If R in BCNF, then every field of every tuple records information that
cannot be inferred using FDs alone.
What I dont understand is the above two statements about normal form,
Can someone give me an example?
Thanks!
Some Pre-requisite terms before I try to Explain:
• Non-key attribute: An attribute that is not part of any candidate key is known as non-key /non-prime attribute.
• Superkey: A set of attributes within a table whose values can be used to uniquely identify a tuple. A candidate key is a minimal set of attributes necessary to identify a tuple; this is also called a minimal superkey.
Now, BCNF is the advance version of 3NF, stricter than 3NF.
A table is in BCNF if every functional dependency X → Y, X is the super key of the table.
Consider a relation : R(A,B,C,D)
The dependencies are:
A->BCD
BC->AD
D->B
So, Candidate keys(or minimal super keys) are A and BC.
But in dependency: D->B, D is not a superkey.
Hence it violates BCNF form.
We can break this relation into R1 and R2 as:
R1(A,D,C) and R2(D,B) to get BCNF.
Is the relation from below correctly divided into relations in BCNF:
R(a,b,c,d,e) - a and b are primary keys and there are dependencies such as:
a → c
a → e
c → e
I split the above relations into:
AC(a,c)
CE(c,e)
AB(a,b,d)
Is it the case that a is a primary key and b is a primary key, or is it the case that {a,b} is the (composite) primary key? If the columns are separately primary keys, then you have a number of additional but not explicitly stated functional dependencies: a → bd and b → acde. If the columns {a,b} are a composite PK, then you have an additional functional dependency ab → cde. Either way, the AC and CE relations are fine, and the ABD relation is the other necessary one. The only issue is 'what are the candidate keys of ABD'? And the answer is 'either {a,b} as a composite PK, or a and b as two separate candidate keys'.
Are you sure about that primary key?
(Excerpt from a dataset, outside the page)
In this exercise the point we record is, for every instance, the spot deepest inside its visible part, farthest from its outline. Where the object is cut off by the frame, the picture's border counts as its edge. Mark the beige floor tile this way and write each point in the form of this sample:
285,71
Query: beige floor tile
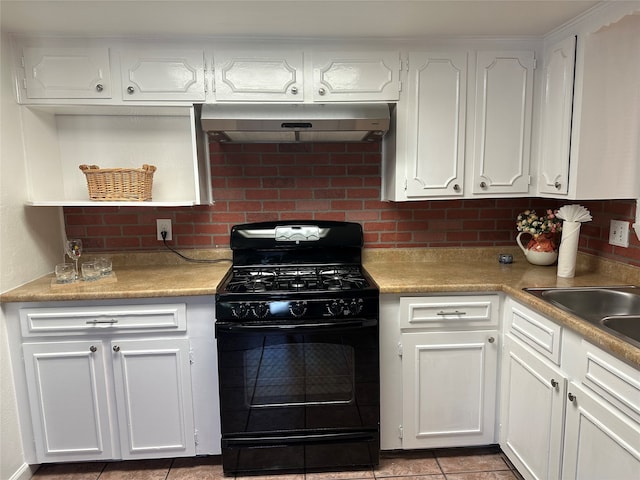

Normally, determining all the candidate keys is part of these kinds of exercises.
An informal way of expressing what we know about candidate keys is that every attribute that's not on the right-hand side (RHS) of any functional dependency must be part of every candidate key.
Since I don't know how you determined that {ab} is a candidate key, I'd be inclined to say that, because {abd} is not on any RHS, {abd} must be part of every candidate key.
In short, your FDs say that {abd} is the primary key, not {ab}.
In order for your key and your decomposition to be right, you need to have the additional FD ab->d.